The Petrel, with all her machinery in place, with two tons of benzine in her tanks, and ten men on board of her supplied with sufficient water and food for use for fifteen days, weighed but ten tons, and the force generated from two tons of benzine was sufficient to lift her, with a freight of ten tons more, to a height of five thousand or even ten thousand feet, and, without any aid from her folding aluminum parachute, was able to maintain her there for a fortnight, at a speed—in a still atmosphere—of fifty miles per hour. No balloon was attached to the Petrel, as she relied entirely upon her paddles and wings both for propulsion and as a means of maintaining herself in the air.
She was constructed upon the principle of aerial navigation furnished by the wild goose. That bird maintains himself in the ether during a flight of hundreds of miles without a rest, simply because his strength, or muscular power, is greater, in proportion to his weight, than that of creatures who walk upon the ground. Man could always have constructed wings of silk and bamboo which would have enabled him to fly if he had only possessed the strength to flap his wings.

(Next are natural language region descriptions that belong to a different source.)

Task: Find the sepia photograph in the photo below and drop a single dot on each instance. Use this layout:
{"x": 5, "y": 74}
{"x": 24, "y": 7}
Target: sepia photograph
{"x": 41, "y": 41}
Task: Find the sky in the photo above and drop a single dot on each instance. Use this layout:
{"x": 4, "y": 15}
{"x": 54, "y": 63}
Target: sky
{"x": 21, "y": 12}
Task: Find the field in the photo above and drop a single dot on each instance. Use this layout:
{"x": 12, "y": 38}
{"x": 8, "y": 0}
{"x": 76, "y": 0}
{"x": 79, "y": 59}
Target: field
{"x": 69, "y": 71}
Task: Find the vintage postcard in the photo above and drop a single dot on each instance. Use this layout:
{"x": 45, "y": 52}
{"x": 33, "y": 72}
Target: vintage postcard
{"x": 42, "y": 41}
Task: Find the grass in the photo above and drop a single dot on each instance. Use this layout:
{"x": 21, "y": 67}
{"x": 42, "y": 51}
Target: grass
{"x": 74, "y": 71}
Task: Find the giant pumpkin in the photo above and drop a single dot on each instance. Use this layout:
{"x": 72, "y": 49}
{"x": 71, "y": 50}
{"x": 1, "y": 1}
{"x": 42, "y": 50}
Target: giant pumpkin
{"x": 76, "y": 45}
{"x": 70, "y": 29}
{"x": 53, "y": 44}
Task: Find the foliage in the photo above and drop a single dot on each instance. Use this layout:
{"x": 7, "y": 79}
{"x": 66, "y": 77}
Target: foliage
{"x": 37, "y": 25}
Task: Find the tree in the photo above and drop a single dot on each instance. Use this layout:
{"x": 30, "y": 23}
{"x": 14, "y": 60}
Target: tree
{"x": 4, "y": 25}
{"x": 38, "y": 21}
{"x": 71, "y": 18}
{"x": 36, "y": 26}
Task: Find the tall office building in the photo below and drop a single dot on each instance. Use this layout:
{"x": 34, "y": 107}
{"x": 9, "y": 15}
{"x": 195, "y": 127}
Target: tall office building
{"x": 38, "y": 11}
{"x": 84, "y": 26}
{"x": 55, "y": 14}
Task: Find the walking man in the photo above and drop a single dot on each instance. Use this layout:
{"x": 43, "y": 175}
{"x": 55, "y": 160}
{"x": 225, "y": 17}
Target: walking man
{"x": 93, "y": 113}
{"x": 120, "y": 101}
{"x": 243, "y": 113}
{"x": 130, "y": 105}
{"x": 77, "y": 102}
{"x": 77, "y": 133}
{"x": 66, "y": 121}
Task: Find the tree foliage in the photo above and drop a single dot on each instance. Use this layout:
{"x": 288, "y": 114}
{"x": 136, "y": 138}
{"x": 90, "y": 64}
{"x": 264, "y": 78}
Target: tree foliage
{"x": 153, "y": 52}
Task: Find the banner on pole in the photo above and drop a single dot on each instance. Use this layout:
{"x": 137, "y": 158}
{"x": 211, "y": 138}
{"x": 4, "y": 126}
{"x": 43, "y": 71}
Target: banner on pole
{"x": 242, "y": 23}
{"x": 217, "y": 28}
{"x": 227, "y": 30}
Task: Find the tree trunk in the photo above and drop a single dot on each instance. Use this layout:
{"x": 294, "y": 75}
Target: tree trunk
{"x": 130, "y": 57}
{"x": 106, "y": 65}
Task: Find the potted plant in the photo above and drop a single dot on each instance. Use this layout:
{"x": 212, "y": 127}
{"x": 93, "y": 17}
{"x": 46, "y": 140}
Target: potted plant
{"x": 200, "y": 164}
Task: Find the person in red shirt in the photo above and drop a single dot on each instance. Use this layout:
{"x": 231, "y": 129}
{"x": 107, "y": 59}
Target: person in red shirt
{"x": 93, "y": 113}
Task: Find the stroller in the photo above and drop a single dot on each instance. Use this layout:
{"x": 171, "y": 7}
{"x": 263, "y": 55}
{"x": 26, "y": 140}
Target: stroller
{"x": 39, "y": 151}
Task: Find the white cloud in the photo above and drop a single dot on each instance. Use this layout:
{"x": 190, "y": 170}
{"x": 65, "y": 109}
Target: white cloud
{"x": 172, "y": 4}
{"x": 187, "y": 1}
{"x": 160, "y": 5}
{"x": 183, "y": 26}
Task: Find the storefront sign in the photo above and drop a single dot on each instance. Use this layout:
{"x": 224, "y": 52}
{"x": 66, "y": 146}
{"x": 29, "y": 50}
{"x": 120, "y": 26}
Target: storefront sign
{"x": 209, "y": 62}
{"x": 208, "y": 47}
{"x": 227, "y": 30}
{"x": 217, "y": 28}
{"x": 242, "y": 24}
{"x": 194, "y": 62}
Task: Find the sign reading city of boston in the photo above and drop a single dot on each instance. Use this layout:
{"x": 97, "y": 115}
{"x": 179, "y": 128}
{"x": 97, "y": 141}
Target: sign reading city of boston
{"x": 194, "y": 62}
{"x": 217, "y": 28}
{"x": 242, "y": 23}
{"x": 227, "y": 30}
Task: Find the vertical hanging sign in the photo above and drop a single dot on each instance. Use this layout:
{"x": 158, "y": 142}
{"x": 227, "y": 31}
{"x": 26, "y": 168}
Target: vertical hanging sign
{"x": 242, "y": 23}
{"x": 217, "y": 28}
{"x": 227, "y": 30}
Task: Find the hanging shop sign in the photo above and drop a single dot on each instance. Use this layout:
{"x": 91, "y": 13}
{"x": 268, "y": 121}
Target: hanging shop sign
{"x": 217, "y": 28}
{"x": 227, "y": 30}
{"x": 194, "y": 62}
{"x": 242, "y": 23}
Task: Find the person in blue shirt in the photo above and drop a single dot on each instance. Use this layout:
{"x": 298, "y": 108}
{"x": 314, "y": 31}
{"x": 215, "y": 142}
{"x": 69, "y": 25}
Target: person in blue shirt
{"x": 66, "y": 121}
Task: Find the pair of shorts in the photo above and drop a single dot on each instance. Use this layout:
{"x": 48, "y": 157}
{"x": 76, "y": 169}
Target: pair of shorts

Aerial navigation never presented any other problem than that of procuring power without weight. Once able to obtain the power of a ten-horse engine, with a weight, including machinery, of less than one ton, one might fly all over the world, and, by taking advantage of the air currents, a knowledge of which will soon be gained, fly at a speed of fifty or even one hundred miles an hour. The recent discovery of the immense power of a gas which it is possible to generate from benzine without the use of fuel, has made the air as available for the purposes of rapid transit by man as the ocean or the land. The great cost of locomotion by this means will doubtless prevent its use for the transportation of freight, or, indeed, of passengers, except for those who can afford the luxury, and for them it will supplant all other methods.
The Petrel was provided with the new patent condensed fuel, one pound of which for cooking and heating purposes is equal to ten pounds of coal. She was furnished with parachutes made of thin sheets of aluminum closely folded one above the other. These, when not in use, formed an awning or canopy over her deck, while, in case of accident, they could, by pulling a convenient lever, be instantly spread over an area large enough to insure her a gradual and safe descent, and should such descent be into the water, she was so constructed as to float as buoyantly as a cork upon its surface, while, by lessening the number of revolutions per minute of her aluminum propellers, they could be used as paddles for her propulsion through the water.